Low Level Disinfection
Low level disinfection is classified as "non-critical". This is any instrument/equipment that does not directly touch the client, or contacts only intact skin. Some examples are: doorknobs, treatment tables, trolly surfaces, sink handles, lights, stools, and tools for dispensing lashes or tape.
Some examples of brand name low level disinfectants are:
- Virox 5
- 5.25-6.15% bleach solution diluted at 1:500
Low level disinfectants kill:
- most vegetative bacteria
- some fungi
- some lipid viruses
- some non-lipid viruses
- no effect of micro bacterium tuberculosis or spores
Intermediate Level Disinfection
Intermediate level disinfection is also classified as "non-critical". This is any instrument/equipment intended to contact intact skin, but may accidentally contact non-intact skin or receive blood or bodily fluid spatter. Some examples are: manicure bowls, pedicure basins and lash tiles.
Some examples of brand name intermediate level disinfectants are:
- PreEmpt RTU
- TB Minute Man
- Let's Touch
- Barbicide Plus (TB)
- 70% Isopropyl Alchohol
- 5.25-6.15% bleach solution diluted at 1:50
Intermediate level disinfectants kill:
- vegetative bacteria
- most fungi
- most lipid viruses
- most non-lipid viruses
- no effect on spores
High Level Disinfection
High level disinfection is classified and "semi-critical". This means any instrument/equipment intended to contact non intact skin or a mucous membrane, but not penetrate it. Some examples are: hair removal tweezers, cuticle nippers, eye protection, lash lift shields, lash tweezers, and lash lift tools.
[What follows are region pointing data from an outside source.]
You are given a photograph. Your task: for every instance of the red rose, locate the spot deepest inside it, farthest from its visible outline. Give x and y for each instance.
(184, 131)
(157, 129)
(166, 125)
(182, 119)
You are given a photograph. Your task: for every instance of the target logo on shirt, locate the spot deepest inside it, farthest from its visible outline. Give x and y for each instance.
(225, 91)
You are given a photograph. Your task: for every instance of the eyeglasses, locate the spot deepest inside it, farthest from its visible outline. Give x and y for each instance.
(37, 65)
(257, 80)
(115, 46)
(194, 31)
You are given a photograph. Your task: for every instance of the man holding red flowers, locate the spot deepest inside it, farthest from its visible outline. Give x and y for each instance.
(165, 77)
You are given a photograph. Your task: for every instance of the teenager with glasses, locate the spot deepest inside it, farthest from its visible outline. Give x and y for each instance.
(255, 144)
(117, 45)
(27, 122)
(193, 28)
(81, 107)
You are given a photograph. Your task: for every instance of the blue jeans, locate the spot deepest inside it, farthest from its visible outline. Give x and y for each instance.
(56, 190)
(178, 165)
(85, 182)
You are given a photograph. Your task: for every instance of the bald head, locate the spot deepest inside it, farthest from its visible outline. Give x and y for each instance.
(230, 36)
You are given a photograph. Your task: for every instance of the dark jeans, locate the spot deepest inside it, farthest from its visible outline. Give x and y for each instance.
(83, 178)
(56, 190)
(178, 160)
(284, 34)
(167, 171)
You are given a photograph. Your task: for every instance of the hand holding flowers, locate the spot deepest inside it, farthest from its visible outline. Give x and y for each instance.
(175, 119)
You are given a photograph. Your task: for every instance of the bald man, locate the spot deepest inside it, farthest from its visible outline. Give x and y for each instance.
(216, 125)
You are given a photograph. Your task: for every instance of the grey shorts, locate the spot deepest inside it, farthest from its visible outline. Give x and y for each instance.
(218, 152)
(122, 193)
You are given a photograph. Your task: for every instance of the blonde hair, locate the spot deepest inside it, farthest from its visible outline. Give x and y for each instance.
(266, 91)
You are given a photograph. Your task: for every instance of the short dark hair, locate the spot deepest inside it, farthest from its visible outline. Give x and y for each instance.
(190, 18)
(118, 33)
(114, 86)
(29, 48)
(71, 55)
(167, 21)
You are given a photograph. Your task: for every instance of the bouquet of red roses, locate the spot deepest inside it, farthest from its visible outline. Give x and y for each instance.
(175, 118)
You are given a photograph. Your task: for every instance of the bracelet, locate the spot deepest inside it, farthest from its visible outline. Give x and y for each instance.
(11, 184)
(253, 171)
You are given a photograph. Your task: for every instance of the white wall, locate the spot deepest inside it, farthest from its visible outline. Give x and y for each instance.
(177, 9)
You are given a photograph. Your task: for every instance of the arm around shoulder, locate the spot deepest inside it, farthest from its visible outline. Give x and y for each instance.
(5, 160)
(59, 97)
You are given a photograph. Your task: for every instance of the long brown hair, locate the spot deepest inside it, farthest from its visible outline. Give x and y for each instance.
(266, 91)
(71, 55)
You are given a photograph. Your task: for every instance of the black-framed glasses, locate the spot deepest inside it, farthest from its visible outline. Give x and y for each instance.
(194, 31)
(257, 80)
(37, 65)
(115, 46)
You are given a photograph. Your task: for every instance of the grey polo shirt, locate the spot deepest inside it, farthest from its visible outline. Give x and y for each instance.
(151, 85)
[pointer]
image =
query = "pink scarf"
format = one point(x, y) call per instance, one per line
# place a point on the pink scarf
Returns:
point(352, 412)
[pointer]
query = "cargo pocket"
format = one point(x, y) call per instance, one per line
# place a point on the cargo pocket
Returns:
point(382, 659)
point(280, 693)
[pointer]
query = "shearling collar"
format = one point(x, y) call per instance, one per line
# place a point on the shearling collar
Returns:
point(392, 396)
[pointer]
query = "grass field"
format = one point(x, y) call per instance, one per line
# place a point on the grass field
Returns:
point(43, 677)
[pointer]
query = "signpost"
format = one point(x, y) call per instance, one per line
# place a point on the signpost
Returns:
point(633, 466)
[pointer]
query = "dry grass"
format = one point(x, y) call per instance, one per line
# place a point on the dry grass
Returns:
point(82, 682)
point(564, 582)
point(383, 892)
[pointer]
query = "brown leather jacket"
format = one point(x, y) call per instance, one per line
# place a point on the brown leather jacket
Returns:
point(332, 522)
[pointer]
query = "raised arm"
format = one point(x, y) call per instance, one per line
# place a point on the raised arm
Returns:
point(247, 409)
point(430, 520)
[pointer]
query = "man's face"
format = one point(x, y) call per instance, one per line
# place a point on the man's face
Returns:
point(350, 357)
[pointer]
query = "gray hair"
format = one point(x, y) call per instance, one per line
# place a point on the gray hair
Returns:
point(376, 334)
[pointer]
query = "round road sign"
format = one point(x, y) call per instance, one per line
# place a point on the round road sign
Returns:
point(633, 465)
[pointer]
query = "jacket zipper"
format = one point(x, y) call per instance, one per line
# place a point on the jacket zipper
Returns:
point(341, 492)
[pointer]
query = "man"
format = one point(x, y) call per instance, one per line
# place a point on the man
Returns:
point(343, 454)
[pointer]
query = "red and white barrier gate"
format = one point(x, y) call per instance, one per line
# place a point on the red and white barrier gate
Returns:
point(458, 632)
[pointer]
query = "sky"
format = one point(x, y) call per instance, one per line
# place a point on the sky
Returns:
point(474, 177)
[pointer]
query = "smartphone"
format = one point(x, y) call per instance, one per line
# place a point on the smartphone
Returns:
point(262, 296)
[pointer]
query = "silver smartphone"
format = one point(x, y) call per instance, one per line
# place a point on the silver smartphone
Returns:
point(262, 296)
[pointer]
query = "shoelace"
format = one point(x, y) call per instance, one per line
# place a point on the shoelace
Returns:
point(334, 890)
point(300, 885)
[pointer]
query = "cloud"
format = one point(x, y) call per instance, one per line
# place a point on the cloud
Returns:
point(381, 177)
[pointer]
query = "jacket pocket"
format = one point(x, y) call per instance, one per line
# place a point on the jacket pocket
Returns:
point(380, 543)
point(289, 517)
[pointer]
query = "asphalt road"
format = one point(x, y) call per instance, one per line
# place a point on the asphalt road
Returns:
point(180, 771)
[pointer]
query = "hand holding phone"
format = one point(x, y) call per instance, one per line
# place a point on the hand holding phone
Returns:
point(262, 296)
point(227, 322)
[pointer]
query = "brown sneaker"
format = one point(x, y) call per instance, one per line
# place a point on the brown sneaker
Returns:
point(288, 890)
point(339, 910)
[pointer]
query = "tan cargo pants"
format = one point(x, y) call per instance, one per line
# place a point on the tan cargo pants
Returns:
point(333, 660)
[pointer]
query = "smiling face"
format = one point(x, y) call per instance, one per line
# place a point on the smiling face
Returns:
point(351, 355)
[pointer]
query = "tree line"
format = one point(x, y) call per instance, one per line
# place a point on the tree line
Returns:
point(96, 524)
some brand name examples of high level disinfectants are:
- PreEmpt HLD5
- PreEmpt CS20
- Rejuvenate Prevention HDL8
- Cidex OPA
- 5.25-6.15% bleach solution diluted at 1:10
High level disinfectants kill:
- vegetative bacteria
- lipid viruses
- non lipid viruses
- some spores
What is Sterilization?
Sterilization is the act of completely killing all microbial life. Sterilization is not usually needed in a lash studio, unless preforming other services that puncture the skin. Sterilization is classified as "critical". This means any instrument/equipment intended to puncture the skin, or contact the untrue site or a sterile instrument before puncturing. Some examples are: electrolysis needles, permanent makeup needles, scalpels and piercing needles.
There are three main types of sterilization machines that are accessible to lash artists:
- steam sterilization (autoclave)
- dry heat sterilization
- cold sterilization
PreEmpt CS20 is technically considered a type of sterilization, however after use, does not maintain sterility. You can say "I sterilize my tools between clients!" but you cannot "i use sterile tools on my clients!". Always be clear on your verbiage when explaining your procedures so that you are not misrepresenting yourself.